Question

Five moles of an ideal gas at ${27}^{o}C$ are allowed to expand isothermally from an initial pressure of 10.0 atm to a final pressure of 4.0 atm against a constant external pressure of 1.0 atm.

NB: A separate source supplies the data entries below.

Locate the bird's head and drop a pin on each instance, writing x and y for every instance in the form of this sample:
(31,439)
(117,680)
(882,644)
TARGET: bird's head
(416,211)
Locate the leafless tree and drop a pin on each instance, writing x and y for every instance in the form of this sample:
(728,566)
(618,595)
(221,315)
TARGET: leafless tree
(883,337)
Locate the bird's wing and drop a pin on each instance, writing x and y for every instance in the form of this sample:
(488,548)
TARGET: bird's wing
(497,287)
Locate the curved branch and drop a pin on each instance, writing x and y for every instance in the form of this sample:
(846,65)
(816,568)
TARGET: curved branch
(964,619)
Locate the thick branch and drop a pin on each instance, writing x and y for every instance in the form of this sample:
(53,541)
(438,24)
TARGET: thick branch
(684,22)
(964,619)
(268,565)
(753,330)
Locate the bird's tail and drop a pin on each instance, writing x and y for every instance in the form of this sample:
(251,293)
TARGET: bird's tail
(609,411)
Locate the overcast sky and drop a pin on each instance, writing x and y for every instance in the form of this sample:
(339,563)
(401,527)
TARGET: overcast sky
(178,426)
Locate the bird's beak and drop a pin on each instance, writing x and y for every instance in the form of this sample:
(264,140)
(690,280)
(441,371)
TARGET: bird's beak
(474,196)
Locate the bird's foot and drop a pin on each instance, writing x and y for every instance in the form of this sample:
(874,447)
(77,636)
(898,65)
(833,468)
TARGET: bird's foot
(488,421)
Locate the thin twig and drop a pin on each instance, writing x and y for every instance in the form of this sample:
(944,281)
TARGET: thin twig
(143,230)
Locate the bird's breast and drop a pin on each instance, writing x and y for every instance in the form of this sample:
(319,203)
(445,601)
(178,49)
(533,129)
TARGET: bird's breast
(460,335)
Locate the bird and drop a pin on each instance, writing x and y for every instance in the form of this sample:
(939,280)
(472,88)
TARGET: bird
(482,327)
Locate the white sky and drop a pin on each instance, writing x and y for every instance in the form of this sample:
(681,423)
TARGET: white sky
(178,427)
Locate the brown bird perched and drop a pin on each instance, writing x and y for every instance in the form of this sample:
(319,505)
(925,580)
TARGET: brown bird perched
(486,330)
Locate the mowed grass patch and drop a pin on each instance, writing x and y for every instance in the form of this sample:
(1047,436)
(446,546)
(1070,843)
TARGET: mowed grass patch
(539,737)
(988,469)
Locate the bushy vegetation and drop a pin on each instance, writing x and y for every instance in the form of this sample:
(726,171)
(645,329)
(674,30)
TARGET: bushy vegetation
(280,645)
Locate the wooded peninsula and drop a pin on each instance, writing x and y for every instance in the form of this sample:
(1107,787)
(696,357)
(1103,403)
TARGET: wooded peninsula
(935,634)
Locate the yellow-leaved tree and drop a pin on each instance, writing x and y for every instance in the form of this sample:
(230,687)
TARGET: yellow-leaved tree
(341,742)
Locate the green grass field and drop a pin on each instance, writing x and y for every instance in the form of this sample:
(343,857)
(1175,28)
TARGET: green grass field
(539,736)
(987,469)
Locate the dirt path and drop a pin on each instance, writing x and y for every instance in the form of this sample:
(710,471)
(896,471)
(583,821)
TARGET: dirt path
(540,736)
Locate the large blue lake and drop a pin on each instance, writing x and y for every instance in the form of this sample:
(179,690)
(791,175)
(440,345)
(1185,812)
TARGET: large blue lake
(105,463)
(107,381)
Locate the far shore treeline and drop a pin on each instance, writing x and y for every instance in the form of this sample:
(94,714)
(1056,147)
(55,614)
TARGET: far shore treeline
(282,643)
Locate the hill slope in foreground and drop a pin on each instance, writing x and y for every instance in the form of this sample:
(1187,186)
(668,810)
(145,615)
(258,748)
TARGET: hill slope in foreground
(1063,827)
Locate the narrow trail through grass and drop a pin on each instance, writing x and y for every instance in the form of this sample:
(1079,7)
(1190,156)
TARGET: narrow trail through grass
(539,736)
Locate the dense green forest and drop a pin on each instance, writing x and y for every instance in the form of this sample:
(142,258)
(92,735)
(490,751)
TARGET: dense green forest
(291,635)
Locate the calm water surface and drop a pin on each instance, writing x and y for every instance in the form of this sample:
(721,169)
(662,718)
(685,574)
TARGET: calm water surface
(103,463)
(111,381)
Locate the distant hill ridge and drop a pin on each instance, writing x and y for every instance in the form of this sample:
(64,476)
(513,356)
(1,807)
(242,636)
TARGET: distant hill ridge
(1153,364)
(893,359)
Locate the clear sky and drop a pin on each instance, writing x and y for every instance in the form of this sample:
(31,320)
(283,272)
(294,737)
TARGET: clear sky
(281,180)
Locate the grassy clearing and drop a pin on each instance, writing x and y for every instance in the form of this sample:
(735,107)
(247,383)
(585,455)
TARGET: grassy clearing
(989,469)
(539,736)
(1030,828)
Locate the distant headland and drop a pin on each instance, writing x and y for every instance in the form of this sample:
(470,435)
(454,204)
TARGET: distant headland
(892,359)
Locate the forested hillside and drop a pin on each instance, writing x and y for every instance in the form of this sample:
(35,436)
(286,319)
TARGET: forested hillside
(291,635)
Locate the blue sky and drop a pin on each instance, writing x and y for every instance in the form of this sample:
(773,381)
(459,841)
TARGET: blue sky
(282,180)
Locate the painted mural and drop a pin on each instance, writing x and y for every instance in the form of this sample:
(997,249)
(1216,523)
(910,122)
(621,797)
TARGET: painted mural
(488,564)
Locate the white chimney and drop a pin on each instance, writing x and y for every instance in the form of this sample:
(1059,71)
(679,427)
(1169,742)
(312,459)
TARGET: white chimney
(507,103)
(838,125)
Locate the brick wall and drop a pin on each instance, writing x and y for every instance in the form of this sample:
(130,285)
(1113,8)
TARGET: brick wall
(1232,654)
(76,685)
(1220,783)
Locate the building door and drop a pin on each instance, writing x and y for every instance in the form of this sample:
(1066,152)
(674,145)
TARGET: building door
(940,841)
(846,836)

Thus, work done will be:

• A. $-1870.6J$
• B. $-1850.6J$
• C. $-18.47J$
• D. $+18.47J$

Answer 1

The correct option is A $-1870.6J$

Solution:- (A) $-1870.6J$

As we know that,

$W=-P_{ext.}\Delta V$

$\Rightarrow W=-P_{ext.}(V_f-V_i)$

From ideal gas equation,

$PV=nRT$

$\Rightarrow V=\frac{nRT}{P}$

Therefore,

$W=-P_{ext.}(\frac{nRT}{P_f}-\frac{nRT}{P_i})$

$\Rightarrow W=-P_{ext.}nRT(\frac{1}{P_i}-\frac{1}{P_f}).....\left(1\right)$

Given:-

External pressure $\left(P_{ext.}\right)=1atm$

Initial pressure $\left(P_i\right)=4atm$

Final pressure $\left(P_f\right)=10atm$

No. of moles $\left(n\right)=5\text{moles}$

Temperature $\left(T\right)=27℃=(27+273)=300K$

Gas constant $\left(R\right)=8.314J/mol-K$

Substituting all these values in ${eq}^n\left(1\right)$, we have

$W=-1\times 5\times 8.314\times 300\times (\frac{1}{4}-\frac{1}{10})$

$\Rightarrow W=-12471\times \frac{3}{20}=-1870.6J$

Hence the work done will be $-1870.6J$.